The clearest distillation of this new US approach came in February where Trump berated Ukrainian Leader Volodymyr Zelensky, accusing him of being “disrespectful” and reminding him that “you don’t have the cards.”
Trump’s re-engagement of Russia and rehabilitation of Vladimir Putin in the pursuit of an end to the war in Ukraine shocked Europe and cast doubts over the future of the Transatlantic alliance – creating a rift that may not again be fully bridged.
Former Labor foreign minister Bob Carr says that “no-one was prepared for the scale or the speed of the foreign policy transformation. America is repudiating alliances, for example, by abandoning the agreed NATO position on Ukraine.”
“This is astonishing,” he says. “America no longer wants to be leader of a rules based order, but a freewheeling great power striking deals with Russia and China. This is a colossal challenge to the Australian foreign policy and security establishment which has never contemplated, quite understandably, such a radical revision from Washington.”
While a rebalancing in the relationship with Europe to ensure it becomes more self-reliant is a positive development, European leaders fear Trump is closing the door on the continent as he redefines America’s role in the world.
This is coupled with open questions about whether Washington will follow through on plans for greater engagement in the Indo-Pacific to deter Chinese expansionism.
The risk is that Trump ends up pushing more nations into Beijing’s sphere of influence, with Richardson saying that “China’s Christmases are all coming at once.”
Sinodinos says that “going forward, it is not clear that it will just snap back. Expectations are more baked in that allies and partners will need to do more.”
“Having received this wake up call, allies and partners may decide … (they) need other options as well, hedging and relying on other partnerships.”
US influence in Southeast Asia is on the slide, with hundreds of millions of dollars in funding being cut due to the closure of USAID and Beijing escalating its courtship of neighbouring countries.
Trump is struggling to make progress in resolving major global conflicts, with the fragile ceasefire between Israel and Hamas collapsing and the war in Eastern Europe raging on.

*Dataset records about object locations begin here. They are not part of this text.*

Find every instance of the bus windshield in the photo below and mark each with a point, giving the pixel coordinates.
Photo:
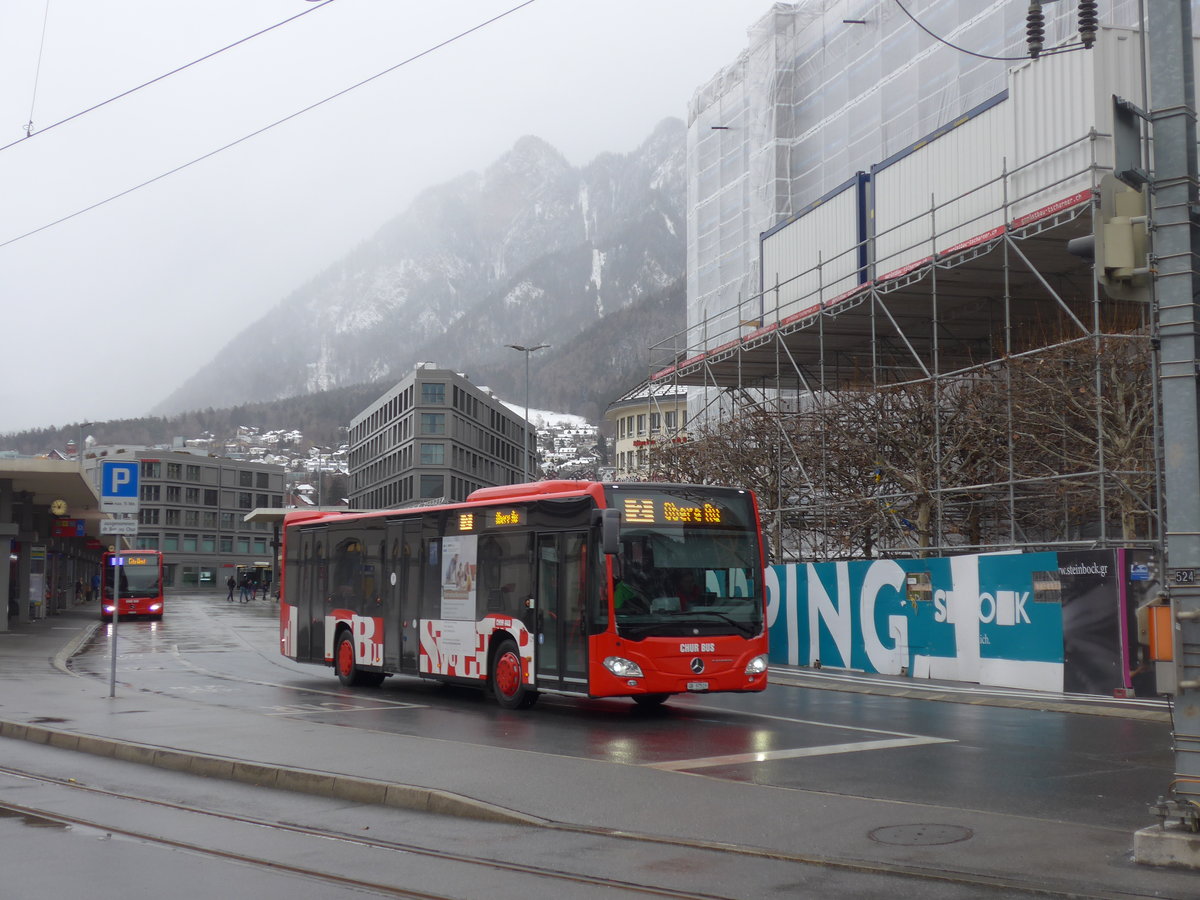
(688, 565)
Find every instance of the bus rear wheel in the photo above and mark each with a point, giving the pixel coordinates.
(348, 671)
(508, 684)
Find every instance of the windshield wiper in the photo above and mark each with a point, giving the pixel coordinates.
(747, 629)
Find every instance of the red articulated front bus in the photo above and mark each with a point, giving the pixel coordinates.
(141, 585)
(581, 588)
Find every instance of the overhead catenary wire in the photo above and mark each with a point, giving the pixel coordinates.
(37, 70)
(1065, 48)
(267, 127)
(29, 127)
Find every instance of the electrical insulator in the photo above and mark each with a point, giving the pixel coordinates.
(1087, 22)
(1035, 28)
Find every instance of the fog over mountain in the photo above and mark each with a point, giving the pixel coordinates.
(531, 251)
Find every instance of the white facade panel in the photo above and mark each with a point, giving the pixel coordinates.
(1055, 103)
(929, 201)
(814, 258)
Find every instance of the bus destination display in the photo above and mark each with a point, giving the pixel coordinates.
(664, 509)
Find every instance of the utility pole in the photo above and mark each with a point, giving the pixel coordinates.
(525, 430)
(1176, 258)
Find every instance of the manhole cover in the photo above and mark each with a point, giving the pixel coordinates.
(921, 835)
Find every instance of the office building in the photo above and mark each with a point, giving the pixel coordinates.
(435, 436)
(192, 508)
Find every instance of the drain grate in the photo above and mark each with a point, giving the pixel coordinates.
(921, 835)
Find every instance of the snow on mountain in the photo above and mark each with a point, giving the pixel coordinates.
(531, 250)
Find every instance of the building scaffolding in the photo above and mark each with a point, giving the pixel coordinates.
(990, 298)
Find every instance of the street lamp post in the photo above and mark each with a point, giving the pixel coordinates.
(525, 430)
(79, 443)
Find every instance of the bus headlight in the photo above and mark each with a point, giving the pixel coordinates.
(757, 665)
(623, 667)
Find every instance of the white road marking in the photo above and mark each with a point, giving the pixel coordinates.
(768, 755)
(339, 708)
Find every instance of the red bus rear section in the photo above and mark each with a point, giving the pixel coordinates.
(639, 591)
(137, 576)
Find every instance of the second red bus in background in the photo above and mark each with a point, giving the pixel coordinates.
(131, 585)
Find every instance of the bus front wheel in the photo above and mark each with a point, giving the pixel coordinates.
(508, 684)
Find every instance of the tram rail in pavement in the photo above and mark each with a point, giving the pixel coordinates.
(1050, 857)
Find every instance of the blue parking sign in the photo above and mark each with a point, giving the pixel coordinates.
(118, 486)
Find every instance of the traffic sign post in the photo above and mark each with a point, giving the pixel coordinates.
(115, 561)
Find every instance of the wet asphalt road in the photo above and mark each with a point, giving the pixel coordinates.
(1029, 762)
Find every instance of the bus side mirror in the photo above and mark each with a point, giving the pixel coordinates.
(610, 531)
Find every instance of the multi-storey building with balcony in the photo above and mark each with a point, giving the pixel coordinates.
(643, 419)
(192, 508)
(435, 436)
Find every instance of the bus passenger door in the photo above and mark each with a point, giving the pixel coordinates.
(561, 657)
(405, 593)
(306, 593)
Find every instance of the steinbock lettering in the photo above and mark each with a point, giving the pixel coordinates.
(1084, 569)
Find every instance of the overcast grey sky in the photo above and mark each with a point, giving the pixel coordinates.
(111, 310)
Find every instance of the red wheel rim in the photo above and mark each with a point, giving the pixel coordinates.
(345, 658)
(508, 673)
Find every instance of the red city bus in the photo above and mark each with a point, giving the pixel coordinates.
(562, 587)
(141, 586)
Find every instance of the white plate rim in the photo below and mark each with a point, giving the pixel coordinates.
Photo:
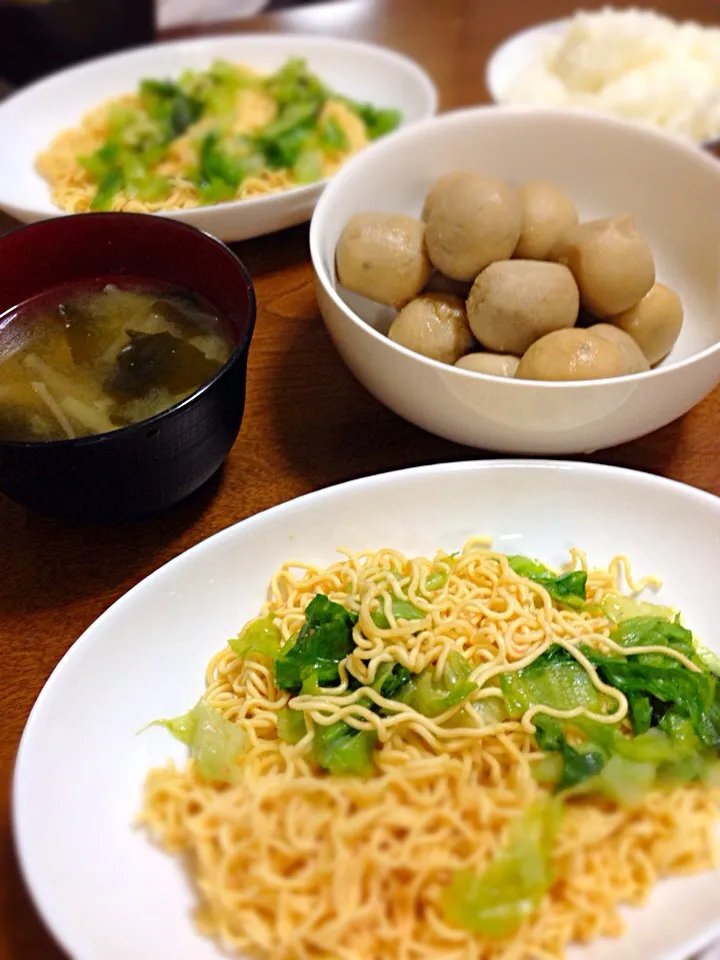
(56, 924)
(84, 71)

Major domestic challenges remain unaddressed, with Pezzullo noting the US national debt was running at close to 125 per cent of GDP. “Last year, their payments on public debt interest … for the first time exceeded the amount they are spending on defence.”
Trump has made no serious effort to improve the US fiscal position which is forecast to deteriorate over the next decade, while his trade war threatens to hit American communities with a new outbreak of stagflation.
Fresh doubts are also emerging over Washington’s moral character, with Trump using his platform to bully Canada into becoming the 51st state of America in an assault on the sovereignty of America’s closest partner.
Managing this new era poses unprecedented challenges for Australia, but Richardson says Canberra must not turn away from the alliance. “Whatever the negative in respect of Trump and whatever the challenges he poses to Australia – any suggestion that we should unilaterally walk away from the alliance is foolish,” he says.
Sinodinos says Australia needs to “keep finding ways to keep them engaged” and work “more overtly than we have in the past” to activate US self-interest.
Pezzullo says that Australia should leverage its unique advantage – its geostrategic location which “helps to defend America” – arguing that “we are actually contributors to American security rather than detractors from it.”
Yet the central problem remains that, after 100 days, Trump has begun remaking the global order but failed to set out what kind of world he is trying to achieve. It is the most obvious sign that Trump no longer believes this is the role of the US.
This diminshing of US leadership is the real meaning behind his plan to “Make America Great Again.” And it will take time for the world to adjust.